Sahnenin önünde ve arkasında
Yarışmaya katılan sanatçılar, kendi kültürlerini ve ulusal kimliklerini yansıtan şarkılar seslendiriyor. Örneğin, Vietnamlı Duc Phuc şarkısında kendi ülkesinin kültürünü tanıttığını söylerken, Brezilyalı Tais Nader’in parçası “Maria”, günlük hayatın zorluklarına rağmen gülen yüzüyle tipik bir Brezilyalı kadını anlatıyor.
Özbek sanatçı Shohruhmirzo Ganiev ise hem doira isimli geleneksel Orta Asya davulunu çalıyor hem de modern ritimlerle bezenmiş Özbek ezgileri söylüyor.

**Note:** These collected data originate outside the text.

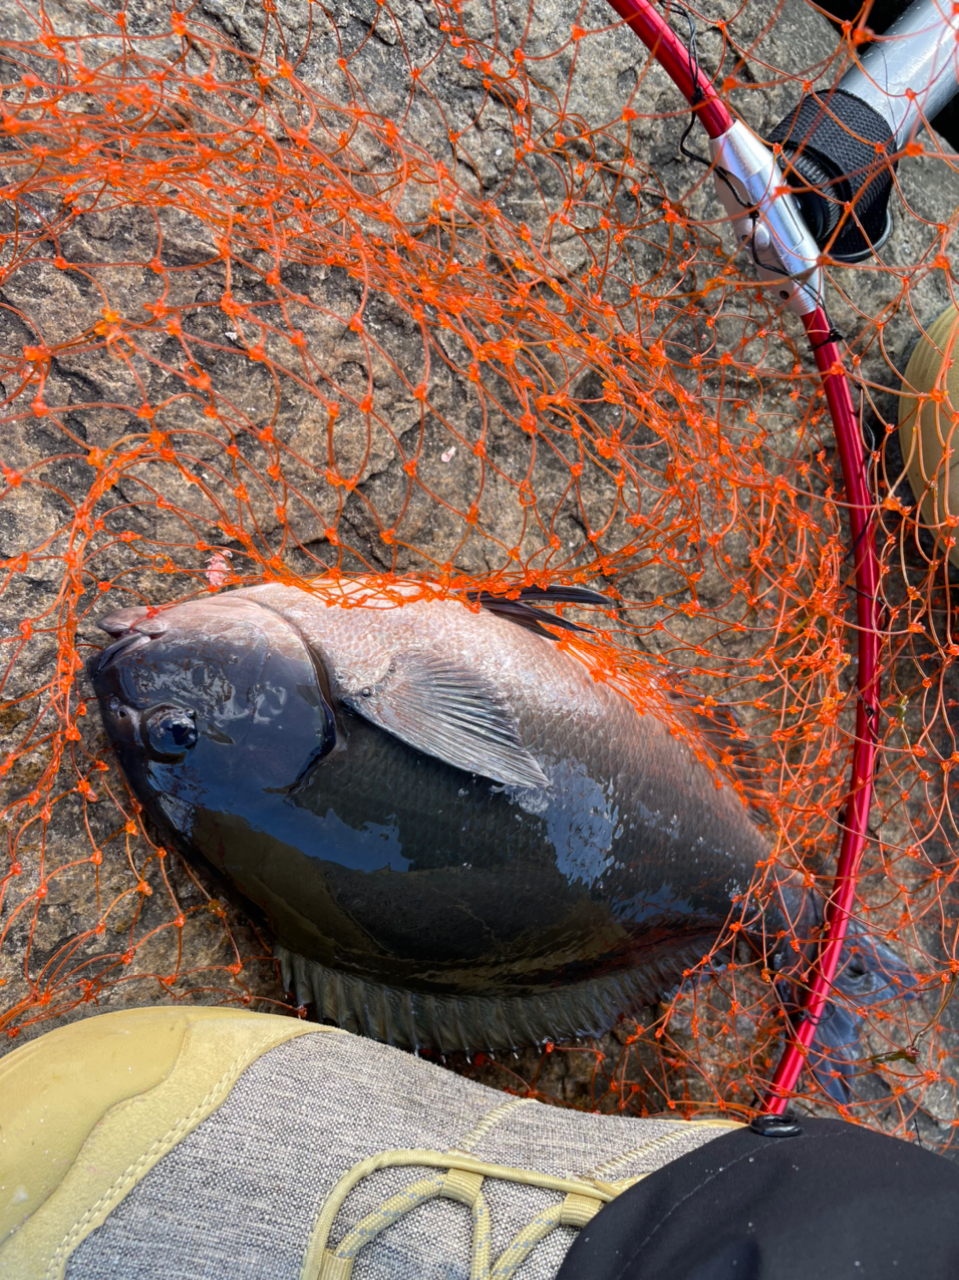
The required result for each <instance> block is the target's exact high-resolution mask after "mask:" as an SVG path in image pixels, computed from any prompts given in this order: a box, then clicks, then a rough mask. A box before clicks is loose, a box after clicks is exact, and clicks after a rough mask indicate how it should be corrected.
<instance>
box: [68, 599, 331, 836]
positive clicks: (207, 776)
mask: <svg viewBox="0 0 959 1280" xmlns="http://www.w3.org/2000/svg"><path fill="white" fill-rule="evenodd" d="M100 626H101V627H102V628H104V630H105V631H106V632H108V634H109V635H113V636H114V637H115V639H114V643H113V644H110V645H109V646H108V648H106V649H104V650H102V652H101V653H99V654H96V655H95V657H93V658H92V659H91V660H90V662H88V663H87V673H88V676H90V678H91V681H92V685H93V690H95V692H96V696H97V701H99V704H100V712H101V716H102V721H104V726H105V727H106V732H108V735H109V737H110V741H111V744H113V746H114V750H115V753H117V755H118V758H119V762H120V765H122V768H123V772H124V774H125V777H127V781H128V782H129V785H131V787H132V790H133V791H134V794H136V795H137V797H138V799H140V800H141V801H142V803H143V804H145V805H146V806H147V809H149V812H150V813H152V814H154V817H159V818H161V819H163V818H165V819H166V822H168V823H169V824H170V826H172V827H173V828H174V833H175V835H179V836H182V837H184V838H189V827H191V824H192V823H193V822H195V819H196V815H197V813H198V812H201V810H204V809H205V810H210V809H216V810H220V812H223V810H228V809H230V808H232V809H233V810H236V812H251V813H254V812H255V810H256V804H257V800H259V801H260V804H264V803H265V800H266V797H269V796H271V795H277V794H284V792H287V791H288V790H289V788H291V787H292V786H294V785H296V782H297V780H298V778H300V777H301V776H302V774H303V773H305V772H306V771H309V769H311V768H312V765H314V764H315V763H316V762H318V760H319V759H321V758H323V756H325V755H326V754H328V753H329V751H332V750H333V749H334V748H335V745H337V728H335V718H334V713H333V707H332V700H330V692H329V681H328V677H326V672H325V667H324V664H323V659H321V657H320V655H318V654H316V653H315V652H314V650H312V649H311V648H310V646H309V645H307V644H306V641H305V639H303V636H302V634H301V632H300V631H298V628H297V627H296V626H294V625H293V623H291V622H289V621H288V620H287V618H284V617H283V616H282V614H279V613H277V612H274V611H273V609H270V608H266V607H264V605H261V604H259V603H256V602H252V600H245V599H242V598H237V596H230V595H229V594H224V595H223V596H220V598H213V599H207V600H191V602H187V603H183V604H178V605H173V607H169V608H165V609H159V611H154V609H150V611H147V609H124V611H122V612H119V613H114V614H110V616H109V617H106V618H104V620H102V621H101V623H100ZM157 810H159V814H157Z"/></svg>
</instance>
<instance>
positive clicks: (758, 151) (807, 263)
mask: <svg viewBox="0 0 959 1280" xmlns="http://www.w3.org/2000/svg"><path fill="white" fill-rule="evenodd" d="M711 151H712V156H713V164H714V169H716V193H717V195H718V197H720V202H721V204H722V206H723V209H725V210H726V214H727V215H729V218H730V221H731V223H732V229H734V233H735V236H736V243H737V244H739V246H740V247H741V248H745V250H746V252H748V253H749V256H750V259H752V261H753V266H754V268H755V270H757V274H758V276H759V279H761V280H762V282H763V284H766V285H768V288H770V289H771V291H772V292H773V294H775V296H776V297H777V300H778V301H780V302H781V303H782V306H784V307H786V308H787V310H789V311H794V312H795V314H796V315H800V316H802V315H809V312H810V311H814V310H816V308H817V307H818V306H821V305H822V296H823V276H822V268H821V266H819V247H818V246H817V243H816V241H814V239H813V237H812V236H810V233H809V230H808V229H807V225H805V223H804V221H803V218H802V215H800V212H799V206H798V205H796V200H795V197H794V196H793V195H791V192H790V191H789V187H787V186H786V179H785V177H784V174H782V170H781V169H780V166H778V164H777V161H776V157H775V156H773V154H772V151H770V148H768V147H767V146H766V143H764V142H763V141H762V138H759V137H757V136H755V133H753V131H752V129H749V128H748V127H746V125H745V124H743V122H741V120H736V123H735V124H734V125H732V128H730V129H727V131H726V133H723V134H722V137H720V138H713V140H712V142H711Z"/></svg>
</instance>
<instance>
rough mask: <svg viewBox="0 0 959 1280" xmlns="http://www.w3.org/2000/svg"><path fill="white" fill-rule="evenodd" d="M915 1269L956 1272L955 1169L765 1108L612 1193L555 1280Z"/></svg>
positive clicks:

Yarışma salonundaki provalarda, şarkıcıların milli kıyafetler ve geleneksel motiflerle sahneye çıkmaları dikkat çekiyor. Eurovision’daki payetli kostümler ve neon ışıkların yerini burada daha çok nakışlı kıyafetler ve “ulusal değerler” vurgusu almış durumda.
Rusya’yı ise, Kremlin’in en çok öne çıkardığı sanatçılardan biri temsil ediyor: Shaman (gerçek adı Yaroslav Dronov). Platin sarısı saçları, Rus bayrağına sarılı çıktığı konserleri ve “Ben Rus’um” adlı parçasıyla tanınan Shaman, Moskova’daki savaş yanlısı mitinglerin kültürel yüzü haline gelmiş durumda.
“Şarkıyla aklama” ve propaganda tartışmaları
Bazı yorumcular, Intervision’ı, spor dünyasında sıkça kullanılan “sportswashing” (sporla aklama) kavramına benzeterek “songwashing” diye nitelendiriyor.
Nitekim Ukrayna Dışişleri Bakanlığı, Intervision’ı “Rusya’nın saldırgan politikalarını aklamak için kullanılan düşmanca bir propaganda aracı” ilan etti.
Katılımcılar arasında da savaş gündemi tartışma yaratıyor. Güney Afrikalı grup Mzansi Jikelele, BBC'ye yaptığı açıklamada, "Savaş nedeniyle endişelerimiz vardı ama bize hiçbir sorun olmayacağı söylendi," açıklamasını yaptı. Hindistan’dan gelen Rauhan Malik ise, SKY News'e verdiği röportajda, Rusya’nın Ukrayna’daki saldırıları sorulduğunda "Bu konuda hiçbir fikrim yok, barış için buradayız," demekle yetindi.
Intervision’un yeniden canlanması, bir yandan Sovyet nostaljisini çağrıştırıyor, diğer yandan ise Putin’in “çok kutuplu dünya” vizyonunun kültürel ayağı olarak okunuyor.
Ancak soru şu: Intervision, gerçekten küresel bir cazibe merkezi olabilir mi, yoksa Kremlin’in içe dönük propaganda aracından öteye geçemez mi?
Moskova bu sorunun yanıtını sahnede arıyor. Fakat şimdilik, Batı’nın Eurovision’ı ile Rusya’nın Intervision’ı, kültür savaşlarının son cephesi haline gelmiş durumda.
Sovyetlerden bugüne: Intervision’un kısa tarihi
Intervision, ilk kez 1965’te Polonya’nın Sopot kentinde düzenlendi.
Sovyetler Birliği ve müttefikleri, Eurovision’un popülerliğine yanıt olarak kendi şarkı yarışmasını hayata geçirdi. Katılımcılar genellikle Doğu Bloku ülkeleriydi: Polonya, Çekoslovakya, Doğu Almanya, Macaristan ve Sovyetler Birliği.
Amaç, hem sosyalist ülkeler arasında kültürel bağları güçlendirmek hem de Batı’ya karşı bir “kültürel vitrin” yaratmaktı.
Yarışma, 1980’lerin sonuna kadar düzenlenmiş, ancak Sovyetler’in dağılmasıyla tarihe karışmıştı.